The desire to “make numbers” in the vaccination drive is beginning to conflict with the need to protect the oldest and most vulnerable sectors as a priority. Thus, counting full and partial vaccinations, a plateau seems to have been reached of 82 percent vaccination for those aged over 75, and 81.5 percent of those aged 65-74. Many older people have difficulty accessing vaccination, even when they want to.

Similarly, vaccination is poorly prioritised for at-risk groups who have had access to it since May 1. Overweight people, who are particularly vulnerable to coronavirus, are less than 50 percent vaccinated. This is due to the lack of individualised support for the vaccination policy because of a lack of resources.

The virus reproduction rate (R0), which had fallen to a low of 0.75, has risen to between 0.8 and 0.9 since mid-May. This means that the virus is receding, but more slowly than before. A rate of over 1 indicates exponential expansion. Moreover, the situation is contrasted between regions and between departments.

Government spokesman Gabriel Attal announced on June 2 that there were “warning signs,” particularly in New Aquitaine and Occitania, where the reproduction rate had “risen above 1, which means that the epidemic is gaining ground again.” This resurgence was very marked in the Pyrénées-Atlantiques, but also in Charente-Maritime, Lot-et-Garonne, Charente, Landes and Gironde.

In addition, the Delta variant initially identified in India in April, which is also spreading rapidly in England, has also appeared in several departments, including Landes, where there are “around 50 patients,” according to the regional health agency. About 100 cases have been confirmed in France, some of unknown origin.

On Saturday, the regional health agency of the Grand Est region announced that it had detected a “cluster of the Delta (referred to as Indian) variant” in the Superior Academy of the Arts of the Rhin, located in Strasbourg. Four cases have already been identified, with 43 contact cases.

Thus, the variant is already circulating significantly without detection. The authorities and most of the media are providing reassurances about the Delta variant, or avoiding the subject altogether, to make people believe that the situation is under control.

The real situation is indicated by the developments in the UK. There are already more cases of the Indian variant there than of the British variant (Alpha), which is already known to be more contagious than the original strain of coronavirus it replaced. Infections and deaths from the Delta variant are steadily increasing from an initial small number of infections.

According to Neil Ferguson, an epidemiologist at Imperial College London, the new variant is somewhere between 30 and 100 percent—likely approximately 60 percent—more transmissible than the Alpha variant.

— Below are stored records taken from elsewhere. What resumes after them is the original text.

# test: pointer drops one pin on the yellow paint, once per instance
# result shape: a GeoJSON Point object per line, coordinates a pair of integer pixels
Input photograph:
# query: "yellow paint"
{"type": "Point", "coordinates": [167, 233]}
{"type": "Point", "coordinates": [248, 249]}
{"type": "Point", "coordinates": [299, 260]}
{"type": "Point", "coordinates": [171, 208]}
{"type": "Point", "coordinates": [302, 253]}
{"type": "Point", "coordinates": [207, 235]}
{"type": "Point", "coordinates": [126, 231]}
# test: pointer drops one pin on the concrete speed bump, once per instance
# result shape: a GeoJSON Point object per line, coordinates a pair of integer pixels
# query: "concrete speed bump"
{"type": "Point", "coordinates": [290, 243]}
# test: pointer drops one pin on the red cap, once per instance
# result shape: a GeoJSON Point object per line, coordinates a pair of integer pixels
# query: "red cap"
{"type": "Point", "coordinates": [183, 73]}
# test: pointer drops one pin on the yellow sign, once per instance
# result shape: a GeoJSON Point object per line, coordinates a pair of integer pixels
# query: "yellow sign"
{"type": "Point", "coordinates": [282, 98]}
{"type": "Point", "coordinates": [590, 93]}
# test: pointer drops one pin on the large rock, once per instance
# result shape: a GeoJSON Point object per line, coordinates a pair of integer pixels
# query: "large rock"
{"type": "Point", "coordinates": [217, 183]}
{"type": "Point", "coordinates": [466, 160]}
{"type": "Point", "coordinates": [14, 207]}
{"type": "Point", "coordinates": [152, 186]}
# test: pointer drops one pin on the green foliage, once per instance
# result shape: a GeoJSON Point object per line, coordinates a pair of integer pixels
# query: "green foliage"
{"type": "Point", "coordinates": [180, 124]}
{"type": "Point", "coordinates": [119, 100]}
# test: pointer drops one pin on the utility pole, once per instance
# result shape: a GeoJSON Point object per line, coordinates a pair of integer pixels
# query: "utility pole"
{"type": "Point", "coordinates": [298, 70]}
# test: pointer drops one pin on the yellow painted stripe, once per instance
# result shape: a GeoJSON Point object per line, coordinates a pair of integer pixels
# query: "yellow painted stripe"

According to a study by Public Health England, the Indian variant could lead to an increase in hospital admissions. After analysing nearly 38,000 sequences of the virus, the researchers estimate that the Delta variant has a 2.61 percent higher risk of hospitalisation than the Alpha variant.

Finally, the Delta variant is one of the variants that has an increased ability to bypass the immune system, so people who have not completed the vaccination schedule could be affected and participate in the spread of the virus.

With only 20 percent of the population fully vaccinated and with the acceleration of the reopening campaign, the potential for the spread of the dominant Alpha strain and the new Delta strain is significant.

As with the arrival of the Alpha strain at Christmas, Macron and his government are sweeping aside the science and pursuing a health policy that risks a fourth wave of contagions by the summer.